Abruptly it seemed to Krinata that he was using the group's welfare to rationalize his behavior, so he wouldn't have to admit how much he really cared for these ephemerals. It was unlike him. He'd defended his friendships with ephemerals before other Dushau. But after what he'd endured lately she couldn't blame him. "Forget it. I'll be more careful."

She bent to untangle the lashing cords, and Jindigar went to where the Cassrian family sat, cleaning sand out of the joints of their exoskeletons. He played with the piols, fed the smallest child, and cheered them by twittering in their own language. The father, Trassle, had once pulled Jindigar out of a fire, saving his life. Now he seemed to be concealing weakness and pain from his family—but not from Jindigar. He respects Trassle.

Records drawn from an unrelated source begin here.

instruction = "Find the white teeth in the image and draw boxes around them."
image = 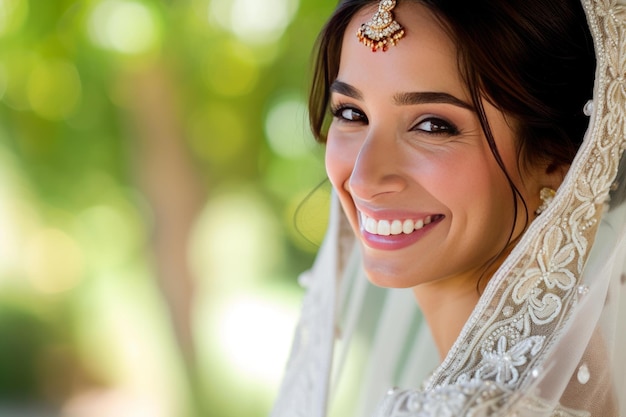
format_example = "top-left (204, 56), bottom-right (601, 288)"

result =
top-left (359, 212), bottom-right (433, 236)
top-left (391, 220), bottom-right (402, 235)
top-left (378, 220), bottom-right (391, 236)
top-left (363, 215), bottom-right (378, 235)
top-left (398, 220), bottom-right (415, 235)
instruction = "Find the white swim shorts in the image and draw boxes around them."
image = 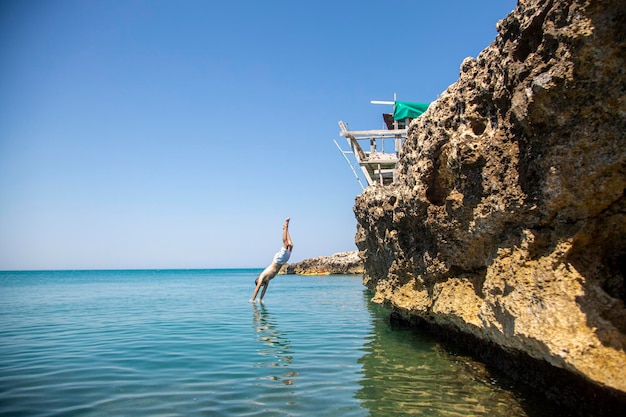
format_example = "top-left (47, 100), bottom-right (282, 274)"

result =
top-left (274, 248), bottom-right (291, 265)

Later, she was leaning against the sled's cargo and drinking greedily when Jindigar paused to apologize. "I've been treating you as a patient because I perceive you as gravely injured. / failed to keep Desdinda out of our triad, so your injury is my responsibility. From your point of view, you took a risk to save us all—and succeeded, which is worth taking pride in. I suppose we're both right."

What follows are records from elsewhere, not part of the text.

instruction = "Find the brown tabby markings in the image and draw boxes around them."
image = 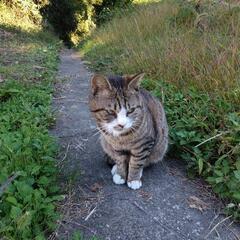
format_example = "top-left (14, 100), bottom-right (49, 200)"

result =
top-left (89, 74), bottom-right (168, 189)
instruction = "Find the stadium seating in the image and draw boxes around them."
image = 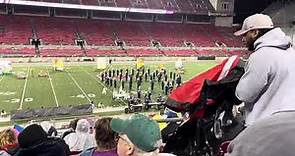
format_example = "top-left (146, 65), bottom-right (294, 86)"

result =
top-left (0, 48), bottom-right (36, 57)
top-left (0, 16), bottom-right (32, 44)
top-left (76, 20), bottom-right (115, 45)
top-left (86, 49), bottom-right (127, 57)
top-left (40, 49), bottom-right (84, 57)
top-left (112, 22), bottom-right (151, 46)
top-left (127, 49), bottom-right (163, 57)
top-left (34, 18), bottom-right (76, 45)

She stood up straight. "Does that mean you're going to give me another chance in the triad?"

"Krinata, that's impossible. For all the reasons—"

"Humans heal certain things more quickly than Dushau."





"Perhaps, but—" Storm called to Jindigar, and he shouted back, "Coming!" He left, muttering, "We'll talk!"

She slumped down to the sand, propping her back against the sled, hips and thighs aching. Jindigar had taken an awful risk letting the first human into a triad, an Oliat subform used to train Oliat officers. And in the end she had done what no Dushau could ever do: she'd deliberately killed another Dushau who was linked to them all, having invaded their triad and made it a tetrad—a different Oliat subform. Did Jindigar feel he'd created a monster? How could she prove to him that he hadn't?

Her eye drifted to the shaded side of the dune where Frey was sitting munching rations, staring into space. On impulse—the kind of instant action Jindigar had praised in her, calling it a trait cultivated by those who studied Aliom, the philosophy behind the Oliat practices—she grabbed another ration bar and went to join Frey.

He glanced up in welcome and made a place for her beside him. "I wanted to talk to you," he said. Silence stretched until she asked what about, and he offered hesitantly, "We're zunre, you know."

"I've wanted to think of the three of us that way." Zunre, those bound to the same Oliat, were considered closer than blood relatives. "Only Jindigar doesn't accept me."

"But he does, and that's the problem. Krinata, do you understand why he mustn't?—It isn't my place to say it, but I see you gravitating to Jindigar's company, and I see him fighting to protect himself and the Archive he carries, and—it's hard to watch your zunre hurting each other."

He's thinking of Desdinda too. She was zunre to us, if only for a moment. "I've never meant to hurt Jindigar—or any Dushau."